Re: Items not listed as "new" in the draft charter

On Mar 26, 2010, at 3:29 AM, Marcos Caceres wrote:

>
> Hi Maciej,
>
> On 26/03/10 3:24 AM, Maciej Stachowiak wrote:
>
>> Apple has chosen not to participate in Widgets standards work at the
>> W3C.
>
> That's not true, Apple has directly influenced and participated in  
> the work: remember [1], and the others fun exclusions of late (I  
> think one even has your name on it). Of course, Apple is free to  
> exclude whatever it wants... but this seems in contradiction to the  
> "Apple Computer's Statement on the Draft W3C Patent Policy" [2].  
> Remember the bit about:
>
> "Apple supports a W3C patent policy with an immutable commitment to  
> royalty-free licensing for fundamental Web standards. Apple offers  
> this statement in support of its position."
>
> If Apple no longer supports the W3C's mission and patent policy, you  
> should probably ask that [2] now be taken down (then happily  
> continue to exclude patents willy-nilly, as is Apple's right as a  
> W3C member).

If you keep reading past that sentence, you'll see there is no  
contradiction:

"At the same time, the corporate, governmental, institutional, and  
individual entities that support Web standardization by contributing  
and considering technology for adoption as a standard have legitimate  
interests in protecting — through intellectual property rights — the  
fruits of their own investments in technology. A patent policy that  
requires intellectual property rights owners to commit their valuable  
intellectual property in advance and without exception would  
undoubtedly discourage participation in the W3C."

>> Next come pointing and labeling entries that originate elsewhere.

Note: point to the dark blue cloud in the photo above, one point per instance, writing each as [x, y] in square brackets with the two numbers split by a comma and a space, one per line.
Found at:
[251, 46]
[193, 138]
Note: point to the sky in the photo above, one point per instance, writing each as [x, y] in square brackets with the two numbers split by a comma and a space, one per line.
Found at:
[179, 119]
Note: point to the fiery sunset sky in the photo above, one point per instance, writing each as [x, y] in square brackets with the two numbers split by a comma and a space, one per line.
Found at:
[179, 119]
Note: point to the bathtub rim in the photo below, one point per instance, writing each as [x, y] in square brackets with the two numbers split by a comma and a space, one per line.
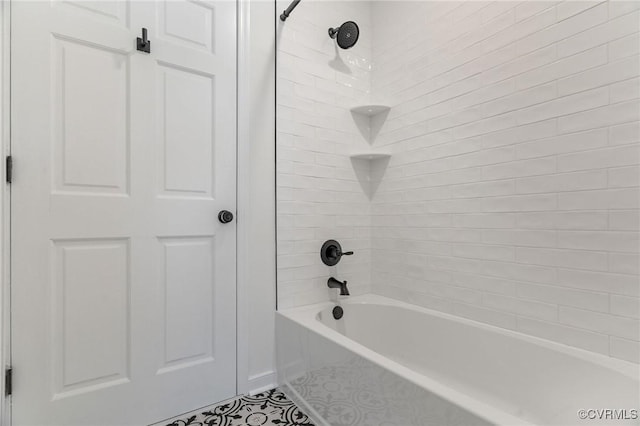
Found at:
[307, 316]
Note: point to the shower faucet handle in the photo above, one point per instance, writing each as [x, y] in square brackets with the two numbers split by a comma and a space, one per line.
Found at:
[331, 252]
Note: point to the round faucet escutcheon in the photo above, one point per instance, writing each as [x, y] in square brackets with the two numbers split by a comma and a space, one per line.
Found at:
[331, 252]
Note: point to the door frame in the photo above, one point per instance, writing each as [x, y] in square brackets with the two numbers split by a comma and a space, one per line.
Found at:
[244, 383]
[5, 206]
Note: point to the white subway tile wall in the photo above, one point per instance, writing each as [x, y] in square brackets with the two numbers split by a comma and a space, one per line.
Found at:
[319, 196]
[524, 144]
[512, 193]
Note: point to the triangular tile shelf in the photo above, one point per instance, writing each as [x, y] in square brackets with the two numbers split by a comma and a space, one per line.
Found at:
[369, 119]
[370, 168]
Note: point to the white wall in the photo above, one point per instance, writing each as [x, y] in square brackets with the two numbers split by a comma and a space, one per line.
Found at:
[319, 195]
[5, 358]
[256, 197]
[512, 194]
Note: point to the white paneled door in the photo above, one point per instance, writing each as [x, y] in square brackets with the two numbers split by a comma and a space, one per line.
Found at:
[123, 278]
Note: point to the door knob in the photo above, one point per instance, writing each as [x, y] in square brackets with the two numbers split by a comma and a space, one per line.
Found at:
[225, 216]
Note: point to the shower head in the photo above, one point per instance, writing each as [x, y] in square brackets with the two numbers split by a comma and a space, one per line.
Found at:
[346, 35]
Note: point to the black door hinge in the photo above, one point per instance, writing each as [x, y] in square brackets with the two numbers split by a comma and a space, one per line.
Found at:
[9, 168]
[8, 381]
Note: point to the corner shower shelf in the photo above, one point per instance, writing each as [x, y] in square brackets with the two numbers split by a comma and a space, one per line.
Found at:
[370, 110]
[371, 156]
[370, 168]
[369, 119]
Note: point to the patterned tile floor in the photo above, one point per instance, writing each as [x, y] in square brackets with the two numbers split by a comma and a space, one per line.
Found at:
[266, 408]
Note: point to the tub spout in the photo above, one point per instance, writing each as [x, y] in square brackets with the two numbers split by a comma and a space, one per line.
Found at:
[333, 283]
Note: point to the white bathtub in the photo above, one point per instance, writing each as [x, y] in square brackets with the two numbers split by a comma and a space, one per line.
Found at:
[388, 362]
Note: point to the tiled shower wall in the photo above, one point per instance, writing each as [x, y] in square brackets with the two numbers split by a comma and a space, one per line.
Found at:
[512, 194]
[319, 196]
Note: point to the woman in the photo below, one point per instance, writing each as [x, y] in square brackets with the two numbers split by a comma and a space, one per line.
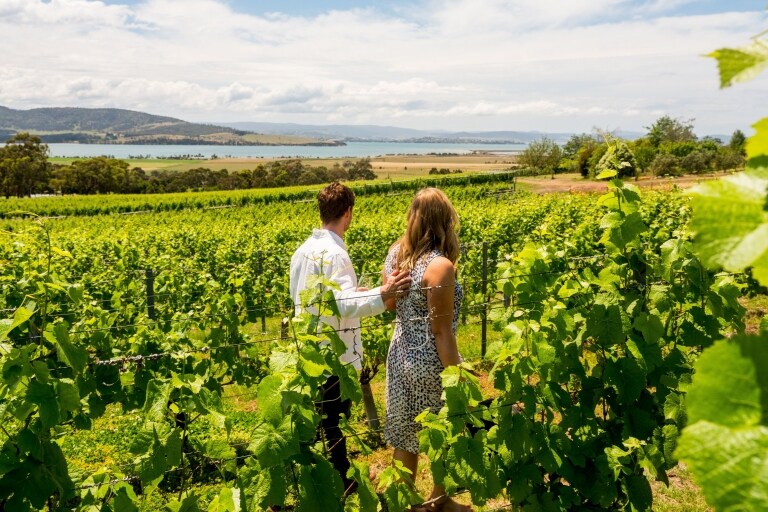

"To balance these conflicting interests, Apple believes that W3C  
should promulgate only royalty-free standards, but should permit  
individual members to identify and exclude specific patents that they  
are not willing to license on a royalty-free basis."


> Or is it that Apple alone gets to decide what constitutes a  
> "fundamental web standard" and not the W3C community?

Every W3C Member Company gets to decide which patents they choose to  
exclude from royalty-free licensing. Everyone here has agreed to the  
W3C Patent Policy as part of their Invited Expert agreement or their  
employer's Member agreement, respectively.